We fix the merge conflict by choosing one of the options, removing the other option and the marker lines (
>>...), and then committing the file.
You can use any text editor you like to do this, but Atom is particularly nice since it is aware of how git works (you can actually do everything including writing commit messages within Atom, feel free to explore on your own). If you open the conflicted file in Atom, it presents you with buttons like this:
Clicking one of them automatically performs the edits described above. With those changes made and saved, the last step is to commit the merge:
$ git add joke.txt $ git commit -m "Resolved merge conflict (cows rule)"
At this point the merge conflict is resolved in
repo2. In your actual workflow you would then want to push the merge resolution commit to a shared location, so that
repo1 can pull it and both partners can work from a common history again.
So: merge conflicts are nothing to be afraid of, but they certainly are annoying. Some concrete suggestions for avoiding merge conflicts
- Pull first before you start each work session, to make sure you have the latest version of everyone’s work to build on.

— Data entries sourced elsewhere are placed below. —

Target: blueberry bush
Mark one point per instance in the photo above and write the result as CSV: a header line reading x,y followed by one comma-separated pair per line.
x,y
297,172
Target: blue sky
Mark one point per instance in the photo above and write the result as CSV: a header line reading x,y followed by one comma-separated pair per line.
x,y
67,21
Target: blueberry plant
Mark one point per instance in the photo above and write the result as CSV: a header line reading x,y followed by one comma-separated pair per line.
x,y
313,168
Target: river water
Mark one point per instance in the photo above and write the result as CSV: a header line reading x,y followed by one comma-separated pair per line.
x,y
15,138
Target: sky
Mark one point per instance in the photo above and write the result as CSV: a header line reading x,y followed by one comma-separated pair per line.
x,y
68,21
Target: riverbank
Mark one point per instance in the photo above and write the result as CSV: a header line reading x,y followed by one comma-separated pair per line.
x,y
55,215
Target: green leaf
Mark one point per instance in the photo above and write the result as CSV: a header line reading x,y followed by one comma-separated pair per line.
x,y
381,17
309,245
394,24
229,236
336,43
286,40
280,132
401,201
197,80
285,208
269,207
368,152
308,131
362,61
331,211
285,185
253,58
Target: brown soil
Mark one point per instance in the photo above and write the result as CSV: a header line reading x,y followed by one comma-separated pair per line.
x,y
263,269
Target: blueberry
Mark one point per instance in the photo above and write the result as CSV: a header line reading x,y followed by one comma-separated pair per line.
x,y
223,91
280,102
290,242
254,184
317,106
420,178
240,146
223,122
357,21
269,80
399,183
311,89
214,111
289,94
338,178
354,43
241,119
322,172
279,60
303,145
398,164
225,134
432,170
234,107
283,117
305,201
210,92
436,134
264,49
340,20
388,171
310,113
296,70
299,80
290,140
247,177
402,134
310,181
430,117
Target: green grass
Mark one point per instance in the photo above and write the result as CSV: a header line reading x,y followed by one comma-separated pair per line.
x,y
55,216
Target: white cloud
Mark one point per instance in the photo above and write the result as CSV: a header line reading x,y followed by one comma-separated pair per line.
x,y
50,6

- Avoid working on same file (and especially the same section of a file) simultaneously. Organizing your code into modules as we read about in Chapter 14.9 can help with this.
- Commit/push/pull updates frequently, so there’s less opportunity for major divergence.
Going Beyond: Git branches
What is the “master” in
git push origin master? It’s the name of a branch!
Developers often use branches to work on a new feature (without halting ongoing development on the master branch). Then once the feature is complete and tested, they can merge it back into master.
To see this visually, work through the first three levels of “Learn Git Branching”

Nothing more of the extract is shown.